Por lo que toca conmigo, la experiencia me indica que jamás he despertado sin recordar que soñaba. Ello incluso cuando soy devuelto en forma brusca a la conciencia. O bien cuando despabilo un sueño de sólo segundos: al despertar, me quedan en la mente residuos de la confusión de una visión onírica.
He tenido siempre la impresión de que soñamos durante todo el tiempo que permanecemos dormidos. En esto puedo, claro, encontrarme equivocado. Las ensoñaciones que recordamos no son, sin embargo, las más nítidas o intensas o brutales, sino aquéllas que preceden en forma inmediata al despertar. Algunos, por algún motivo cerebral, ni siquiera guardan memoria de estas últimas, y son los que sostienen a brazo partido no soñar jamás.

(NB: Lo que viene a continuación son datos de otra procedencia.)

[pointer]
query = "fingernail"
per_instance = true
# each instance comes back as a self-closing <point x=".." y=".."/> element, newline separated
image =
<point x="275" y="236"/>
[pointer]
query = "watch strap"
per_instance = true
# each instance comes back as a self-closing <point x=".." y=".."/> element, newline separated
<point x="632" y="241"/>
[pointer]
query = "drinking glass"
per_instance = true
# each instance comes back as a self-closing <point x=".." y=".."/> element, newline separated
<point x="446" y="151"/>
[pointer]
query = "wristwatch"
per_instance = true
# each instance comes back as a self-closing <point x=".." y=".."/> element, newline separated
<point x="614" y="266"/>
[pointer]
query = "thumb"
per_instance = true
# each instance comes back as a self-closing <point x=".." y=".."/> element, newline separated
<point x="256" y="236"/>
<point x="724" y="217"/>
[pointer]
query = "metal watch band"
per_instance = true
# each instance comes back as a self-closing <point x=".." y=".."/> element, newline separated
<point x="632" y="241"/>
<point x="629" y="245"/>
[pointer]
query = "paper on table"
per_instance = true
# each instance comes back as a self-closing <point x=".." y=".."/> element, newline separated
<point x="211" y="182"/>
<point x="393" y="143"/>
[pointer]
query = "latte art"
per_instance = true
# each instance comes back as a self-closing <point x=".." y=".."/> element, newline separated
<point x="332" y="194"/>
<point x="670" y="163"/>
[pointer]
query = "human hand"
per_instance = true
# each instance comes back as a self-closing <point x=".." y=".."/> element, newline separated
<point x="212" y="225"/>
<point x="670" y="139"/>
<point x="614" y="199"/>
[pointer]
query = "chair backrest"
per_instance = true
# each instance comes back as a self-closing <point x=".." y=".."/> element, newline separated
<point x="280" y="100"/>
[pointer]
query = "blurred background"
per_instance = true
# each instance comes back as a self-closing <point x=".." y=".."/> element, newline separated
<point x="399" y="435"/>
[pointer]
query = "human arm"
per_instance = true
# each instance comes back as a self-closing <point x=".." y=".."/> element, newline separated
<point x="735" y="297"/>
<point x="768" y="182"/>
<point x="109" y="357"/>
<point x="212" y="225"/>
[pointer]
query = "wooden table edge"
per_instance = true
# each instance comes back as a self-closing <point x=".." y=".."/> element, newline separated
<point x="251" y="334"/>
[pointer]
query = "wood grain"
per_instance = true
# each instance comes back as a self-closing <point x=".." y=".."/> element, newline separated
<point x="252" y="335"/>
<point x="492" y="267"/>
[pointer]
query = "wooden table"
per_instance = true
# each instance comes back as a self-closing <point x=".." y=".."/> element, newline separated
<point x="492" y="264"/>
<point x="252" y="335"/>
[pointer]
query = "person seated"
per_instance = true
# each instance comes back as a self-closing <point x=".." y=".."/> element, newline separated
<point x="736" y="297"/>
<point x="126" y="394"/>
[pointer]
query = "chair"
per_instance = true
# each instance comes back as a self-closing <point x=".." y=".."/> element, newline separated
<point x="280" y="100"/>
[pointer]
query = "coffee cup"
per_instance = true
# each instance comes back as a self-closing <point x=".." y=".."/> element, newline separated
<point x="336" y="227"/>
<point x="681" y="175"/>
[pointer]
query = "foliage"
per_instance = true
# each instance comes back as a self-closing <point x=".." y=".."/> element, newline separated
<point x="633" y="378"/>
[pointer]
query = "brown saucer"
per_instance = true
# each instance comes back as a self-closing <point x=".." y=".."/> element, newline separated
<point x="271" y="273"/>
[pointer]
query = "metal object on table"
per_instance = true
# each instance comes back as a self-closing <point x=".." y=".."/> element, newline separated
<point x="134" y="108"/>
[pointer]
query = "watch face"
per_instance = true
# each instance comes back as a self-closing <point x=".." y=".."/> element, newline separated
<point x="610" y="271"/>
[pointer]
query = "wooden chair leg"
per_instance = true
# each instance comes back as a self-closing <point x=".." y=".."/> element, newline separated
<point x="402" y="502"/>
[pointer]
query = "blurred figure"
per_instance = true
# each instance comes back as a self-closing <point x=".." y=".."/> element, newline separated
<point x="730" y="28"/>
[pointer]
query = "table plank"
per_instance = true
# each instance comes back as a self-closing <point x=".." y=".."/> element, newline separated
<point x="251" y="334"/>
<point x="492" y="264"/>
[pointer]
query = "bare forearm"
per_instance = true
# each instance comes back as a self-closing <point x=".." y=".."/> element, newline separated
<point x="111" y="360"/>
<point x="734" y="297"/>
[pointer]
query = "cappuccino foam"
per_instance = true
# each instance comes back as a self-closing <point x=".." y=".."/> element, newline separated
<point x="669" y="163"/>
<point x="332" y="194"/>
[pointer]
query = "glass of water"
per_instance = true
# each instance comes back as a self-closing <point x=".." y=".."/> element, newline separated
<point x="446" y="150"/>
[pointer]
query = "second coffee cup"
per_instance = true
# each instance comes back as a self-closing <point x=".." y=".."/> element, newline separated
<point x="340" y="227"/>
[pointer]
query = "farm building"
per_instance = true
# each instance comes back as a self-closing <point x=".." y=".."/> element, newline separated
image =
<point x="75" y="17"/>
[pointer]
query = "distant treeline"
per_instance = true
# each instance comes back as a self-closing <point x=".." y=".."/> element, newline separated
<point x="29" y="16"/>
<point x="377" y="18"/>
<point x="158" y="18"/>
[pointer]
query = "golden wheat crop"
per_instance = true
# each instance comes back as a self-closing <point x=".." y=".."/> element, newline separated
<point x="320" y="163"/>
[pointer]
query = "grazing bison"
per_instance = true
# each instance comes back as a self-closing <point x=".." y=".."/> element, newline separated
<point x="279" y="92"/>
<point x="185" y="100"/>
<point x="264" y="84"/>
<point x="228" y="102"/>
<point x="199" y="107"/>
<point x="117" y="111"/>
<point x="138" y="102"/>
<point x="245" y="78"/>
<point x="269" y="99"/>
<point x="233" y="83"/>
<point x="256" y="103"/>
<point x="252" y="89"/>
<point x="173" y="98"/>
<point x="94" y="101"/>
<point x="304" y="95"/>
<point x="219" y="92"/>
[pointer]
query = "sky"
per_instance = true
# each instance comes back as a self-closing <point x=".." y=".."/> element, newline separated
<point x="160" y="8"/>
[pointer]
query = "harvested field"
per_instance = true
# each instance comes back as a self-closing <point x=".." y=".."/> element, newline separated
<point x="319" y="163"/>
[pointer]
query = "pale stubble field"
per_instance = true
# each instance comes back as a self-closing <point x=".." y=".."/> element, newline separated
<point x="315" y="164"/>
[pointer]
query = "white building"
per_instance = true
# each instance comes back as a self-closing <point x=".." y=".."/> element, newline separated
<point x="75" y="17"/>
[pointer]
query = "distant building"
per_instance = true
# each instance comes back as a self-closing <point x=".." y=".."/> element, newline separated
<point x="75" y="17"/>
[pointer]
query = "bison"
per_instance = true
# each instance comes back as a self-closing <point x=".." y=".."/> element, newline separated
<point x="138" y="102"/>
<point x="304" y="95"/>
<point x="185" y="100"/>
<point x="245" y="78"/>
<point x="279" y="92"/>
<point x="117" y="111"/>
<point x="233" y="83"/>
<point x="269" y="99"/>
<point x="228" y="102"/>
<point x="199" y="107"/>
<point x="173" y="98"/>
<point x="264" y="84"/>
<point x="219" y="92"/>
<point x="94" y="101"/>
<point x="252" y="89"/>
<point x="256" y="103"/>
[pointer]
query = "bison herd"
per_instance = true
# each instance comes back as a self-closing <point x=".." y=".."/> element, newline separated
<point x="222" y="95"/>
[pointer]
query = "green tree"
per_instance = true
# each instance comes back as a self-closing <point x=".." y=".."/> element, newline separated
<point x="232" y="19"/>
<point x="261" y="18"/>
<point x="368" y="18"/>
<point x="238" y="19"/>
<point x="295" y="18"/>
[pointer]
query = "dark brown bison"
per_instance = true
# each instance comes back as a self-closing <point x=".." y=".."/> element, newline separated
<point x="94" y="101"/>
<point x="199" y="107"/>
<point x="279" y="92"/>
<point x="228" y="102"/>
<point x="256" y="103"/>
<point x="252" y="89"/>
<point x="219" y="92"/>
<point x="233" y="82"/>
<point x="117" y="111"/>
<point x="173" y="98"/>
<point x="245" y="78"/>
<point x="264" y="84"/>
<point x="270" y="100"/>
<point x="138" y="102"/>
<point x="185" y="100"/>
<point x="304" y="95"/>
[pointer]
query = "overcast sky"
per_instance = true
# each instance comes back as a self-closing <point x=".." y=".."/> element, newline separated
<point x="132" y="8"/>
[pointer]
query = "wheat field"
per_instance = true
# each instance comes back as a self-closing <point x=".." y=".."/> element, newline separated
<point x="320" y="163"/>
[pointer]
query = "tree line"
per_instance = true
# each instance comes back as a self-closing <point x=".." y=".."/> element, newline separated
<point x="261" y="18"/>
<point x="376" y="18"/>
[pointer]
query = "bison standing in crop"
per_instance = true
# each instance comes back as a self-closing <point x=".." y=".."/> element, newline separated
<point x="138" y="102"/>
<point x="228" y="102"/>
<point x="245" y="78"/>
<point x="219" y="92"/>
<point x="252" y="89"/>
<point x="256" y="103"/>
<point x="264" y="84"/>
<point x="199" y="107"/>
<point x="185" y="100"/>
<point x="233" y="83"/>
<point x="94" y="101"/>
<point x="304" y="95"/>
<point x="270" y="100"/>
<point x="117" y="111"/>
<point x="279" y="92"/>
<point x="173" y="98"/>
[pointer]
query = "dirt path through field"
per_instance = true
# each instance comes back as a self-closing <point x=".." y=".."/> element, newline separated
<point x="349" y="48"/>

Por otra parte, está demostrado —lo respalda Delage— que esas visiones del sueño profundo, de mucho antes del despertar, por igual pueden acudimos a la memoria consciente (en el inconsciente su registro ha permanecido en latencia, sin duda alguna) si algún hecho o percepción de la vida real las resorta de súbito. Esta reviviscencia, se ha dicho, no acostumbra obtenerse merced a un esfuerzo de la voluntad, sino por un mecanismo espontáneo activado por algún hecho repentino.
A nadie, pues, falta esa «bahía mágica» en la cual nos confrontamos con nosotros mismos, nos revelamos en la desnudez de nuestro espíritu, vivimos aventuras descabaladas, invocamos los resortes secretos de nuestro ser, activamos nuestros deseos o temores más arcanos y hasta en algunos casos —como ciertas investigaciones parecen señalarlo— desciframos las líneas de nuestro futuro.

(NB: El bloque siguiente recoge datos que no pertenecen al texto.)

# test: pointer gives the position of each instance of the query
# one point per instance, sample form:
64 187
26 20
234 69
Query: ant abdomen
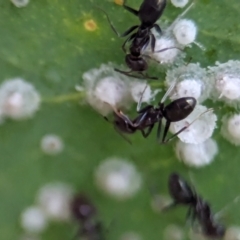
81 208
179 109
137 64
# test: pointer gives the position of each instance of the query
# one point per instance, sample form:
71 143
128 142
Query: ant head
122 125
137 64
82 208
214 231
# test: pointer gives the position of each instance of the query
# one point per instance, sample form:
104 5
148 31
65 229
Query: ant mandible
148 13
199 209
84 212
148 116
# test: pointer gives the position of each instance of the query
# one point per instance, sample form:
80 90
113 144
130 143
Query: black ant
148 116
149 12
199 209
84 212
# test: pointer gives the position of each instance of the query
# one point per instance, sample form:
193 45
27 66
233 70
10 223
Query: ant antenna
168 92
182 14
164 49
221 212
184 128
140 99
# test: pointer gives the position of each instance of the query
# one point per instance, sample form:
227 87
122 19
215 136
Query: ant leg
165 131
157 28
131 10
139 110
153 41
184 128
159 129
122 135
168 92
127 40
149 130
131 29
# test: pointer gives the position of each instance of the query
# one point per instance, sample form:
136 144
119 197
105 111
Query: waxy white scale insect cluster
107 90
18 99
118 177
191 81
52 204
52 144
220 82
225 78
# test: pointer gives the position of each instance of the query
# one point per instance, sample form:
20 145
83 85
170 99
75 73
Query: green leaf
47 44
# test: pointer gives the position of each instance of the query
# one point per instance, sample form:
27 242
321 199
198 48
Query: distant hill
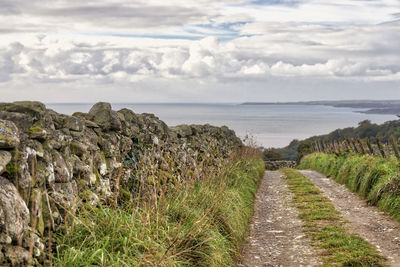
296 149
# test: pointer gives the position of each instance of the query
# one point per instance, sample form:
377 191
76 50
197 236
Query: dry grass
173 217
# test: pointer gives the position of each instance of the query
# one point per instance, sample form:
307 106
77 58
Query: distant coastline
387 107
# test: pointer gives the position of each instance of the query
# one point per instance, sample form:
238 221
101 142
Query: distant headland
368 106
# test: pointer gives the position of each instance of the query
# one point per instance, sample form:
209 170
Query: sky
199 50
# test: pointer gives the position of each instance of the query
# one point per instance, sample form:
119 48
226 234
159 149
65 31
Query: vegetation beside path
326 228
200 223
374 178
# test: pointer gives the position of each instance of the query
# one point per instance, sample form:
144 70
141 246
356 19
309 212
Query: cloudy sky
199 50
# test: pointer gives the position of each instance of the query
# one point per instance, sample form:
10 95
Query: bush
374 178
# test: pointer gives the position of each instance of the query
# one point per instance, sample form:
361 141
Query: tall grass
374 178
201 222
326 228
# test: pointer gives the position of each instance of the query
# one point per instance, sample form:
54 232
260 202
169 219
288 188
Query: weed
324 225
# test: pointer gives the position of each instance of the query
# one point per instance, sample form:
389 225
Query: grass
374 178
326 228
201 223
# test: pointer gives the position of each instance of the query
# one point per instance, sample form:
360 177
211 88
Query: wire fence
360 146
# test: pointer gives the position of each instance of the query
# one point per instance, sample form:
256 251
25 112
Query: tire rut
275 236
365 220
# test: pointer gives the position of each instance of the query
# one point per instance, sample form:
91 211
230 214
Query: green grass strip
199 224
375 179
326 228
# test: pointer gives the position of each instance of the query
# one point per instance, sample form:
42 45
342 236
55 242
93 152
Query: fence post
371 150
381 150
355 146
361 146
395 148
348 145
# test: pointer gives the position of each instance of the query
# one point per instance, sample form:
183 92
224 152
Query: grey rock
9 137
61 171
14 214
74 124
17 256
105 117
5 158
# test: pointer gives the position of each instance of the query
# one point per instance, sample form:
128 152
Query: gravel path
367 221
275 236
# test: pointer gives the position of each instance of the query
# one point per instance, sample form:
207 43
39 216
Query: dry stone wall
51 164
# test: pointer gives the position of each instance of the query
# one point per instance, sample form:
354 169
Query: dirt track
367 221
276 237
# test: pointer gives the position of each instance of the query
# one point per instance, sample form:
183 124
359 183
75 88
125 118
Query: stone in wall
51 164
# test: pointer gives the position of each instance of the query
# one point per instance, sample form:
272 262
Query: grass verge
324 225
374 178
201 223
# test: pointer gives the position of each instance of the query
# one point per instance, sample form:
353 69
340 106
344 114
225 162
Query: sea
265 125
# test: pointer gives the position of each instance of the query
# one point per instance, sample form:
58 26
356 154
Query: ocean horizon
269 125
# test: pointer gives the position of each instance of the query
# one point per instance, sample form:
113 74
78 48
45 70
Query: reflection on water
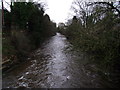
52 66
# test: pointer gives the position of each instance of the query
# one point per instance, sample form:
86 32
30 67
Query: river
53 65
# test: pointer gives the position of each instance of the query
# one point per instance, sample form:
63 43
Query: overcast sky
58 10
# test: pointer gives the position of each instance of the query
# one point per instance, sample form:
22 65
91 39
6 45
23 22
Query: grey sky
58 10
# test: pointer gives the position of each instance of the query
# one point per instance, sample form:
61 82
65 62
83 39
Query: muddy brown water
54 65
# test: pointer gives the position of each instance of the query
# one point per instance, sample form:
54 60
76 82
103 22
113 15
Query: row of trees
26 27
96 30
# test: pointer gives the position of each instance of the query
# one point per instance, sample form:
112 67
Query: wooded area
94 30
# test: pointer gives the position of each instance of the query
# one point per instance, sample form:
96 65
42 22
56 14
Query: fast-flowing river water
53 65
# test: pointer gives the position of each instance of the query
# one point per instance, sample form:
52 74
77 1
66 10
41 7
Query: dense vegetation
26 27
96 30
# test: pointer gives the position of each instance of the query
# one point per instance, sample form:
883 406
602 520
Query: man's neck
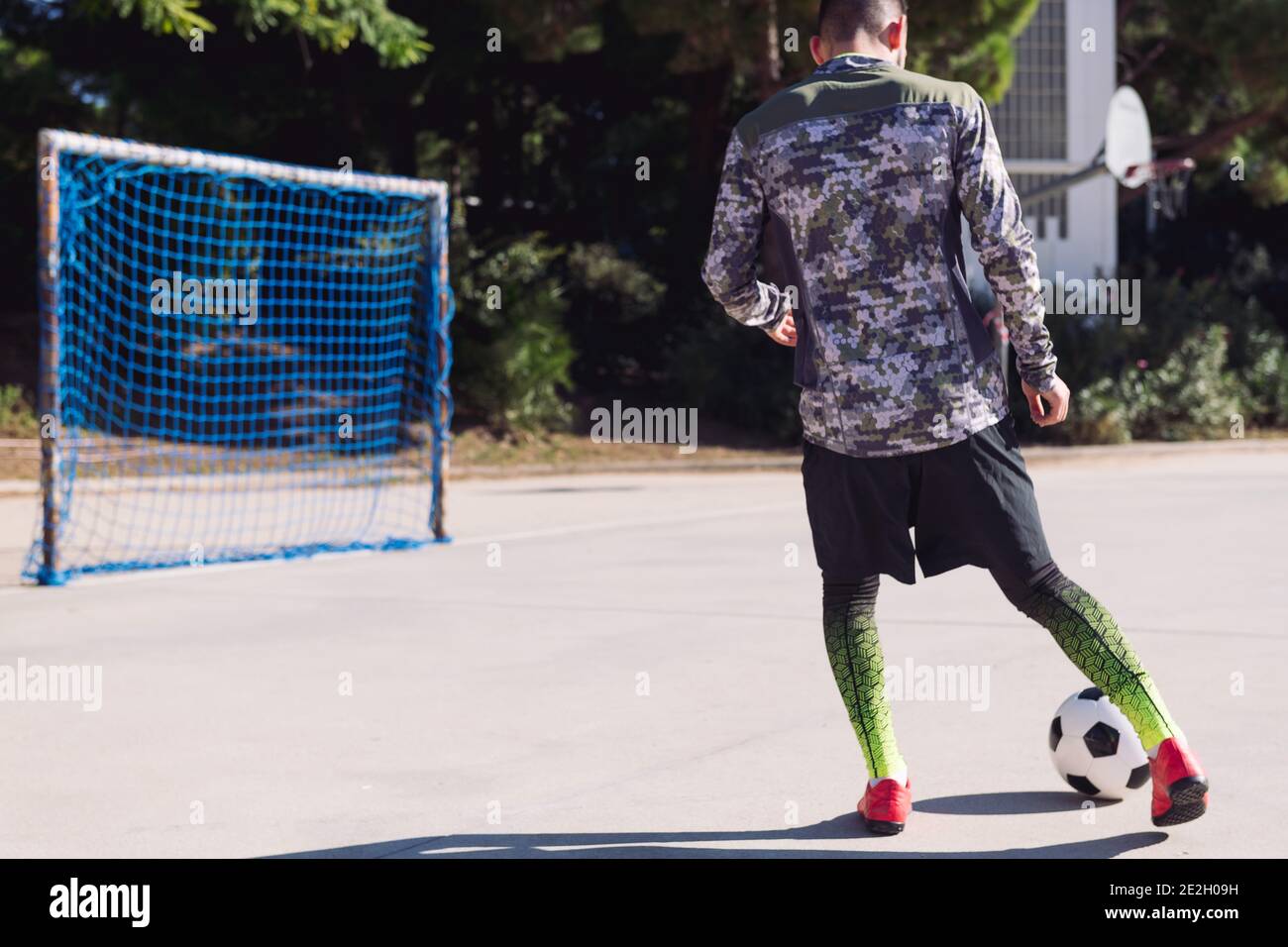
884 54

Tanto la ciencia como la filosofía y las artes han venido ocupándose desde la antigüedad de ese fenómeno de la imaginación en el cual muchos de los humanos experimentamos una suerte de vida paralela. Aristóteles, Macrobio, Tertuliano, se ocuparon de él. Pero no resulta fácil acceder a conclusiones más o menos apodícticas sobre el particular. A lo largo del presente libro trataré de mostrar algunas de las hipótesis más relevantes planteadas acerca de los sueños, así como mis propias ideas. Tal vez su encadenamiento, tal como también la exposición de algunas de las más raras experiencias mías y ajenas en el mundo onírico, puedan conducirnos a esclarecer un poco la índole y la sinrazón de un fenómeno que acaso llene la tercera parte de nuestra existencia.